Setelah menelaah keadaan sejenak, ia menjelaskan, "Maaf, Pak, kami sedang memeriksa suatu masalah. Apakah anda melihat seseorang yang mencurigakan?"

Dean Shao menegakkan badan, maju dua langkah dan memicingkan mata, "Mencurigakan? Kurasa kalian berdualah yang mencurigakan."

Karena tidak mengetahui identitas Dean Shao, pria itupun tidak berani membuatnya tersinggung, maka ia tertawa dan menjelaskan, "Begini, presiden Sincere Jewelry baru saja diserang, kami sedang berusaha menemukan pelakunya..."

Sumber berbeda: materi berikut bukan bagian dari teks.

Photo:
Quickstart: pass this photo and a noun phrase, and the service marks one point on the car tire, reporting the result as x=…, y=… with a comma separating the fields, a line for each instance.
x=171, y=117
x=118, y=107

"Anderson Xun?" Dean Shao mengangkat alis dengan santai menyebutkan nama itu sebelum pria itu selesai berbicara.

Hal ini membuat pria yang baru datang itu menjadi lebih rileks, nada bicaranya pun lebih tenang, "Betul, presiden Anderson. Tak tahu apakah anda melihat..."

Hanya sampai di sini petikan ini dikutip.